Cape Town — Grace Mugabe returned home to Zimbabwe with her husband, President Robert Mugabe, on Sunday without having to appear in court on charges of assaulting a woman in a Johannesburg hotel room.
The Zimbabwe Broadcasting Corporation reported on Sunday that the First Lady was part of an official delegation to a Southern African Development Community leaders' summit which landed at Harare International Airport in the early hours of Sunday.
At the time she left, she was facing charges of whipping across the face a young South African model she found in a South African hotel frequented by her sons.
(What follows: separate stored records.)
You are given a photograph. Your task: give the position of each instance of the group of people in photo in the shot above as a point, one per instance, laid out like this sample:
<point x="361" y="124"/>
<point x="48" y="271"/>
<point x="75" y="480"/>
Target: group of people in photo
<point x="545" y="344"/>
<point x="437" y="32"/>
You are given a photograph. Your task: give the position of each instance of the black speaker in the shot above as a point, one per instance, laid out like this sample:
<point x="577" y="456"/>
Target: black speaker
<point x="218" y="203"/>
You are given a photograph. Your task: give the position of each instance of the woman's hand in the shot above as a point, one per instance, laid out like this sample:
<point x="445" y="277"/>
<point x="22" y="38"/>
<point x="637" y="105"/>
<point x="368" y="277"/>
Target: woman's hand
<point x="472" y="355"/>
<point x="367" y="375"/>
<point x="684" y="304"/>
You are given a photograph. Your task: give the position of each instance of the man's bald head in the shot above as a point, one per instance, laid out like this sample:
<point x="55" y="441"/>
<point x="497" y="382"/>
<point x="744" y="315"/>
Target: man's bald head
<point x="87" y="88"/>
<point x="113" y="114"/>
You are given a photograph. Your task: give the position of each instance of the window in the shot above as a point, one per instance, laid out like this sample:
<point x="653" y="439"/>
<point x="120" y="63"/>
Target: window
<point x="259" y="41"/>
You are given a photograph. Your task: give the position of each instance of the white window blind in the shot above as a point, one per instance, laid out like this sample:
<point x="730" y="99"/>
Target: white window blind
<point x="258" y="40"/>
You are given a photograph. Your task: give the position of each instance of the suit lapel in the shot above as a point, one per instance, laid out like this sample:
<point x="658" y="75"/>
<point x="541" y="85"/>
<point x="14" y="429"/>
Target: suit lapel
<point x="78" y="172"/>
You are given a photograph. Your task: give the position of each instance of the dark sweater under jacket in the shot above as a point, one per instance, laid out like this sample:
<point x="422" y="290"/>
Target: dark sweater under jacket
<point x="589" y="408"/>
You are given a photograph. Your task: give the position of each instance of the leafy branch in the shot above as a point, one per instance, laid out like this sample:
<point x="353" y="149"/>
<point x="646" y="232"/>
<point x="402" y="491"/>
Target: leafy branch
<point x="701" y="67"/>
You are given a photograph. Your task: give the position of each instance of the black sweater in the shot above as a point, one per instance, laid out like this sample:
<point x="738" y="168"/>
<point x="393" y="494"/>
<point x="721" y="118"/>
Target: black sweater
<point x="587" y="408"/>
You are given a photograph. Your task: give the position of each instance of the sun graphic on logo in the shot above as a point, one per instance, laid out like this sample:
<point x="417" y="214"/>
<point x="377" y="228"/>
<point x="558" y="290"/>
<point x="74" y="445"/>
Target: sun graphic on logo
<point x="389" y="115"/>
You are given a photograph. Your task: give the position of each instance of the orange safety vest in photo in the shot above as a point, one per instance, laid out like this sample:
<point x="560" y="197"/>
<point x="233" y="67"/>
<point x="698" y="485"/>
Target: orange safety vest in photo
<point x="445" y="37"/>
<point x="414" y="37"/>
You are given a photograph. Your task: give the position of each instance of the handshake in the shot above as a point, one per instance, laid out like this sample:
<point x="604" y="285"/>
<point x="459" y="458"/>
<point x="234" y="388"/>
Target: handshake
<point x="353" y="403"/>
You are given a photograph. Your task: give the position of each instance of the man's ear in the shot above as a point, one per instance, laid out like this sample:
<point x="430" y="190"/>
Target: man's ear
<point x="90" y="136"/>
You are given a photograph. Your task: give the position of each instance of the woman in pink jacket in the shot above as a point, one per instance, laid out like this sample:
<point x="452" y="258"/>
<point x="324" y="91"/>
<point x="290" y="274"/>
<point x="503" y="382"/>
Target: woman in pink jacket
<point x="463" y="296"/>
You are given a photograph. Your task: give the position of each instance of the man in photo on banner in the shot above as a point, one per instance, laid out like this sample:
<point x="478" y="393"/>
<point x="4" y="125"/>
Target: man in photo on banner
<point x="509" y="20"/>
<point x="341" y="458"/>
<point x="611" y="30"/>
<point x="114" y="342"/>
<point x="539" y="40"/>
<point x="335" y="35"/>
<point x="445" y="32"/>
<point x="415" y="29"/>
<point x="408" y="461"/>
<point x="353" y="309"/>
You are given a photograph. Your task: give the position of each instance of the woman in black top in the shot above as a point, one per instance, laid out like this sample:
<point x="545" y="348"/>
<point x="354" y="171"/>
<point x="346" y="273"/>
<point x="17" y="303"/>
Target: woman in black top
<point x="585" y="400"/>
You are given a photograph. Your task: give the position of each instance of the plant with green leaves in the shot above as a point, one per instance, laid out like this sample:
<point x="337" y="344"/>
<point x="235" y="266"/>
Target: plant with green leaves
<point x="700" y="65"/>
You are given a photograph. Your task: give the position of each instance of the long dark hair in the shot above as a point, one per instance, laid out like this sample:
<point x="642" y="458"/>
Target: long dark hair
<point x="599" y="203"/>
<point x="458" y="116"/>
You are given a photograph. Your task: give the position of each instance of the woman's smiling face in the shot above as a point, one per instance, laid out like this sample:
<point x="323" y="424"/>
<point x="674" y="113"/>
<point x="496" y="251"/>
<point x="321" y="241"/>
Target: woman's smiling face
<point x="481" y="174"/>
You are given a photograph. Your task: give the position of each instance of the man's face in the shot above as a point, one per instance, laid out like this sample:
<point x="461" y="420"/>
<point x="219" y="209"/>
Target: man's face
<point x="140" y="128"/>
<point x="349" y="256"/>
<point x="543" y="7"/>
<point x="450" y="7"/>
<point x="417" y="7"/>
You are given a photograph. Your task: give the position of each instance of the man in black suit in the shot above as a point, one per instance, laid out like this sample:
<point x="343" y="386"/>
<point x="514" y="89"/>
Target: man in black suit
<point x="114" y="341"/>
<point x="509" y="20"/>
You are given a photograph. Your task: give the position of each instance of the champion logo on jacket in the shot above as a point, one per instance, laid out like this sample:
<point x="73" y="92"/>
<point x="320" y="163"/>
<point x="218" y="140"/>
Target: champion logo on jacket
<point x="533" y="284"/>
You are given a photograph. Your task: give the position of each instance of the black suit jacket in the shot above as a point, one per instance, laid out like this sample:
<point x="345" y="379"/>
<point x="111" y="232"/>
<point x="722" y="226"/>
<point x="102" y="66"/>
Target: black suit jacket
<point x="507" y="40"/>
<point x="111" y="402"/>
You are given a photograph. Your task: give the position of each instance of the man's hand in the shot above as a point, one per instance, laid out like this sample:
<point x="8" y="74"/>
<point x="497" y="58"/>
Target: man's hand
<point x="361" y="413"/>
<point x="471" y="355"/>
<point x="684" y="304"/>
The incident took place a week ago.
Controversy swirled around Mugabe all last week as:
- South Africa's police minister announced that she would appear in a Gauteng court on assault charges but she failed to make an appearance;
- South African government sources told journalists both that the Zimbabwean government had invoked diplomatic immunity, and that government lawyers had said she did not qualify;
- Later reports quoted a government source as saying immunity would be recognised - but the South African foreign ministry said no decision had been made.
An announcement that immunity would be recognised could have given rise to a court challenge to prevent Mrs Mugabe from leaving the country pending an application to have the immunity revoked. There was an outcry two years ago when the government facilitated Sudanese President Omar al Bashir's escape from South Africa while a court was hearing an application to have him arrested on a warrant issued by the International Criminal Court.
The model's lawyer has vowed to "fight this matter to the highest court", suggesting that if South Africa recognises immunity, he will seek to overturn it - raising the prospect of Mrs Mugabe being unable to return to South Africa, at least until the issue is resolved through the courts.
The lawyer is Gerrie Nel, the prosecutor who had athlete Oscar Pistorius jailed on charges of killing his girlfriend. Nel works for a newly-established private prosecution agency set up in the wake of accusations that government prosecutors allow influential political leaders and businessmen - including President Jacob Zuma and his friends - to escape justice.